Süslemeler çoğunlukla kırmızı ve yeşil renklerin hakim olduğu el ile işlenmiş kumaş süslerinden ibaretti. Kumaşlar merdiven korkuluklarından sarkacak şekilde demirlere bağlanacaktı, bunun yanında masa ve sandalye için de kırmızı tüller seçilmişti. Aynı şekilde, kumaş sanatından anlayan birkaç öğrenci de keserek kar tanesi şekli verdikleri süslemeleri perdelerin üzerine iğneyle tutturacaktı.
Yemeklerle ilgilenen öğrenci topluluğu gerekli malzemelerin temini için geniş bir liste düzenlemişti. Pastalar, kekler, ana yemekler, içecekler ve bunlar gibi birçok ince detay düşünülmüştü. Her masanın üzerinde aynı miktarda aynı yemekten bulundurmak oldukça zor olacaktı. Öğretmenlerden gelen bir gecelik içki izni ise çoğunluğu heyecanlandıran en önemli şeydi.
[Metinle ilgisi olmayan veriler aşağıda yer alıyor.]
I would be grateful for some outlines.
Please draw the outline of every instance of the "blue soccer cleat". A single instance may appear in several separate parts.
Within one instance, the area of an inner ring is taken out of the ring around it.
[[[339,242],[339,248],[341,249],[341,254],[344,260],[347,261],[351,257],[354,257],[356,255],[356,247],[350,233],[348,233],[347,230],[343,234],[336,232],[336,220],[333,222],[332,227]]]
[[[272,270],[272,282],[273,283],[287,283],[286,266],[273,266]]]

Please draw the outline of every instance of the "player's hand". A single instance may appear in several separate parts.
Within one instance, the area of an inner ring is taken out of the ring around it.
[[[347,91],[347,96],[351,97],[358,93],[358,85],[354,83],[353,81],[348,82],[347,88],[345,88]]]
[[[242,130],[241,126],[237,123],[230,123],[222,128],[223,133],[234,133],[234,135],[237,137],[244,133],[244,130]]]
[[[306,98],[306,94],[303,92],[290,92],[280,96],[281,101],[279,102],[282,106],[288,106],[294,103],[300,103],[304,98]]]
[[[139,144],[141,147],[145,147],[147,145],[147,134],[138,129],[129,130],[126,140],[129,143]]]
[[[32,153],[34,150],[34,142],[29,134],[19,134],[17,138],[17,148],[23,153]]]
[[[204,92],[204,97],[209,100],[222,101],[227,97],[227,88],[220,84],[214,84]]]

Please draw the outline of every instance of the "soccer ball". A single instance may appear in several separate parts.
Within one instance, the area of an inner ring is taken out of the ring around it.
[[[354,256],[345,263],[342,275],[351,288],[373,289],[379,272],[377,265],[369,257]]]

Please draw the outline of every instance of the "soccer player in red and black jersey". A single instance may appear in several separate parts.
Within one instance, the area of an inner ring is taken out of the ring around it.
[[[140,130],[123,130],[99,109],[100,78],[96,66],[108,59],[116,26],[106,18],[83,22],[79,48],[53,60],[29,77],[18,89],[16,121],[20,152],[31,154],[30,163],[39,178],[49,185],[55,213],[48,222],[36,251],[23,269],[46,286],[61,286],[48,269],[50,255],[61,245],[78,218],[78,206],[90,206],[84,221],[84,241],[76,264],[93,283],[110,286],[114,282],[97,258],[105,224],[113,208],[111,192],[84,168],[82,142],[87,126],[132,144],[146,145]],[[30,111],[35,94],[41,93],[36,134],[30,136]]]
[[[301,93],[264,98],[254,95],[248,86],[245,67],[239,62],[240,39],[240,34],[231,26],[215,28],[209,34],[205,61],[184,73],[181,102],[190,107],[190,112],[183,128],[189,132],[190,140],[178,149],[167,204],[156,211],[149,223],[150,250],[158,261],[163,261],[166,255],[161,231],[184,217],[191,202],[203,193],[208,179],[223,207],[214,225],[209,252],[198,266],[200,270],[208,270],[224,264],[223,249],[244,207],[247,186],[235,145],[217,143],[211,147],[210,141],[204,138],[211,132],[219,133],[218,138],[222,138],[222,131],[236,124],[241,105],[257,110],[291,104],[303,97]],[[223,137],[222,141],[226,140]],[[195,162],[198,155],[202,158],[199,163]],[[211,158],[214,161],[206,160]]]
Bir diğer görevli topluluk müzik programıyla ilgileniyordu. Hareketli danslara eşlik ettirecek ve belki de gecenin ilerleyen saatlerinde temponun düşeceği bir ortam oluşturacak şarkılar seçilmişti.
Derslerden arta kalan her an provalara koşan öğrencilerin arasında ben de vardım.
Hareketli parçalara eşlik edebilecek kadar kendime güvenmediğimden, en iyi olduğum konulardan birine yani piyanoya geçmiştim. Bana emanet edilen parça belliydi: Chopin'in meşhur baladı.
"Acı, korku, heyecan ve aşk. Tahmin ettiğim gibi. Döndüğümde bana bu eseri çalabilir misin? Parmaklarının nasıl dans ettiğini görmek istiyorum."
Yaratabildiğim her an, bulabildiğim herhangi bir piyanonun başında çaldığım parça daima bu olmuştu. Ne kadar çok tekrar edersem edeyim, bulduğum küçük detayların içinde kayboluyor ve onu kusursuzlaştırana dek tuşların başından kalkmıyordum. Kalbimdeki hislerin notalara dökülmüş halini ona en iyi halinde sunmalıydım çünkü bir gün dönecekti ve ona bir dans borcum vardı.
Önümde duran nota kağıtlarını toplarken, ufak pencerenin ardına doğru bakışlarımı çevirdim. Koyu gri bulutlar, saatin erken olmasına rağmen gökyüzünü doldurmuştu. Yağmur yağacak gibiydi.
Kapının ahşap çerçevesinde yükselen tıklama sesleri dikkatimi gökyüzünden kendine doğru çekerken Mystery'nin geldiğini anlamıştım.
"Bitti mi?" diye sormuştu. Üzerinde dışarıya çıkmak için hazır olduğunu belli eden elbiseleri vardı. Pelerini omuzlarından süzülüyordu.
"Ah," diyerek başımı salladım. "Bitti. Gidebiliriz."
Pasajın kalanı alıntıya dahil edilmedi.